Keempat, dalam Isra Mi’raj, Nabi Saw mendapat perintah yang sangat penting yaitu perintah shalat. Sedemikian pentingnya shalat, sehingga perintah itu diterima langsung oleh Nabi, Saw tanpa perantara. Shalat adalah tiang agama, barangsiapa yang menegakkan shalat berarti menegakkan agama, barangsiapa yang meninggalkan shalat berarti menghancurkan agama. Demikian, sabda Nabi Saw dalam hadisnya. Namun hal yang lebih penting lagi adalah bagaimana kita memaknai ulang pesan moral dalam ritual shalat tersebut. Jangan kita terjebak pada shalat seremonial, tanpa makna. Al-Qur’an mengkrtik orang-orang yang shalat sebagai pendusta agama dan masih akan celaka, jika mereka sâhûn (lalai akan pesan moral di balik ajaran shalat (Q.S, al-Ma’un: 3-4). Seolah Allah Swt berpesan kepada kita, wahai umat Islam, kalian itu ma’af“ jengkang-jenngking” (baca: sujud-rukuk), tidak ada gunanya, jika tidak membuahkan kesadaran moral dalam hidup kalian. Jadi, ritualitas itu harus membuahkan kesalehan moral.
Shalat sesungguhnya mengajarkan kepada kita semua akan pentingnya disiplin waktu. Kalau begitu, ciri kebaikan shalat seseorang adalah disiplin waktu, yang kemudian diterapkan dalam dunia kerjanya. Di dalam shalat terkandung pesan ke-tawadlu’an (rendah hati), sebab betapa kita rela meletakkan kepala yang kita hargai ketempat sujud. Kesombongan dan kepongahan bukan sifat orang yang baik shalatnya.

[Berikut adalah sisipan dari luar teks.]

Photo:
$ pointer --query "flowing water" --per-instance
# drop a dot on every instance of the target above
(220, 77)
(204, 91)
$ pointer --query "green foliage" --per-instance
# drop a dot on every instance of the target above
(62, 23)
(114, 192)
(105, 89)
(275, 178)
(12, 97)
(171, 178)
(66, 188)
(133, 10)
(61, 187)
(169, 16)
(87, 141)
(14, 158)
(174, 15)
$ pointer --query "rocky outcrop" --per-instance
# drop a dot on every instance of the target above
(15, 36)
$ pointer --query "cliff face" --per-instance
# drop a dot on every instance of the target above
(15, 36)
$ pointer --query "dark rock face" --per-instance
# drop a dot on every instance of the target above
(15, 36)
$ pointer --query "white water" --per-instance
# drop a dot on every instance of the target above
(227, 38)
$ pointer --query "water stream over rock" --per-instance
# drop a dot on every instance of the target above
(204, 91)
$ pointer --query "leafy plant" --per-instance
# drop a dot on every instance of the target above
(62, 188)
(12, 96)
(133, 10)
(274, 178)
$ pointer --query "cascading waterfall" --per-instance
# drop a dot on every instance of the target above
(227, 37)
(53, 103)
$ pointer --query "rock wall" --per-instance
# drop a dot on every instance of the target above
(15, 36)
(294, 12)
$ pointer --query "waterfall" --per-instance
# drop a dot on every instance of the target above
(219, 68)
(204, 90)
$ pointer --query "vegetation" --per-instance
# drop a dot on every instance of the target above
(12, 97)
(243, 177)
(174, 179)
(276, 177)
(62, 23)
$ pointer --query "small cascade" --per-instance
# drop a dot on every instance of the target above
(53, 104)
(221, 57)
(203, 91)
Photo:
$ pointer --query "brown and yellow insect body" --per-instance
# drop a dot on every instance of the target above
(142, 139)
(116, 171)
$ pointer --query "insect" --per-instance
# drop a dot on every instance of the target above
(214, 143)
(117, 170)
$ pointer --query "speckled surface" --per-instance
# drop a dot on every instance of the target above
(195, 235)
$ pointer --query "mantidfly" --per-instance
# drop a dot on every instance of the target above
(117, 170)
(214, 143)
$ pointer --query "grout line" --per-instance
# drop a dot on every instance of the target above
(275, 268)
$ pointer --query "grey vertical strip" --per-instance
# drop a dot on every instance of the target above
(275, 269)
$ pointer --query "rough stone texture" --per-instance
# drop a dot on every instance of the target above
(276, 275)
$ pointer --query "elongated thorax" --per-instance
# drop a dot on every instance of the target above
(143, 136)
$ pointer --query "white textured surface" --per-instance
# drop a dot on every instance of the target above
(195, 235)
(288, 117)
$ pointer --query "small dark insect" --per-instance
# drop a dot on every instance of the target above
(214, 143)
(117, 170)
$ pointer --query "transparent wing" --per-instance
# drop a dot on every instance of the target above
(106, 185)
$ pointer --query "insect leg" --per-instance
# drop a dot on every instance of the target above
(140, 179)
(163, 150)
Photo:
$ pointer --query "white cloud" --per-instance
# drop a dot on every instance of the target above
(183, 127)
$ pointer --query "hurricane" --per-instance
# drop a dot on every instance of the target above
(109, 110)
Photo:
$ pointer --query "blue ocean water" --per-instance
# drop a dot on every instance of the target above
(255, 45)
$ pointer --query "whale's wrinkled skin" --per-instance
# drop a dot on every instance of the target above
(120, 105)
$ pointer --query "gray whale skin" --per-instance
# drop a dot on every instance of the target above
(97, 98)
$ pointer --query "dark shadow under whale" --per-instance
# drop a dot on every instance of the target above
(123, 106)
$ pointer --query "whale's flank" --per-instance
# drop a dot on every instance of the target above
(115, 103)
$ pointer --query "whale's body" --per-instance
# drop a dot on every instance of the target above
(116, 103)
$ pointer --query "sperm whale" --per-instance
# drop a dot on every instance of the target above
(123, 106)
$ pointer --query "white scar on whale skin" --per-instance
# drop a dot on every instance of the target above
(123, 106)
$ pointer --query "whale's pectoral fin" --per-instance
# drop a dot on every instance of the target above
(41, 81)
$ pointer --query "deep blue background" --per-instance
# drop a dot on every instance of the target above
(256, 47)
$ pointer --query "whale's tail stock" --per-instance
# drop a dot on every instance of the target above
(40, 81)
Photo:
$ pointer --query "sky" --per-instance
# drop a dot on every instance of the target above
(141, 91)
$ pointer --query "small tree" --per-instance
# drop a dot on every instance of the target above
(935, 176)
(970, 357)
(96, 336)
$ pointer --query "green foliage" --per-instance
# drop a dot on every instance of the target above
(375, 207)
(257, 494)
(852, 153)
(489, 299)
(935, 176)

Shalat mengajarkan kita akan pentingnya menebar nilai kedamaian dan keharmonisan. Bukankah ketika kita mengakhiri shalat, kita selalu mengucap salam (assalamu’alaikum), sambil menoleh ke kanan dan kekiri? Seolah Tuhan berkata kepada kita semua: ”Wahai hamba-Ku, kalian Aku perbolehkan kembali kepada aktifitas duniamu lagi, tapi tolong ya, tebarkan salam damai dan kasih sayang pada sekelilingmu. Jangan menebar teror dan meledakkan bom. Sebab hal itu bertentangan dengan pesan salam di akhir shalatmu”. Jangan pula kalian korupsiya, sebab hal itu membuat rakyat semakin sengsara. Akhirnya, semoga melalui teks khutbah jum'at isra mi'raj kita semua dapat mengambil berbagai pelajaran penting dari peristiwa Isra Mi’raj dan mengaktualisasikan dalam kehidupan sosial. Wa Allahu a’lam bish-shawwab.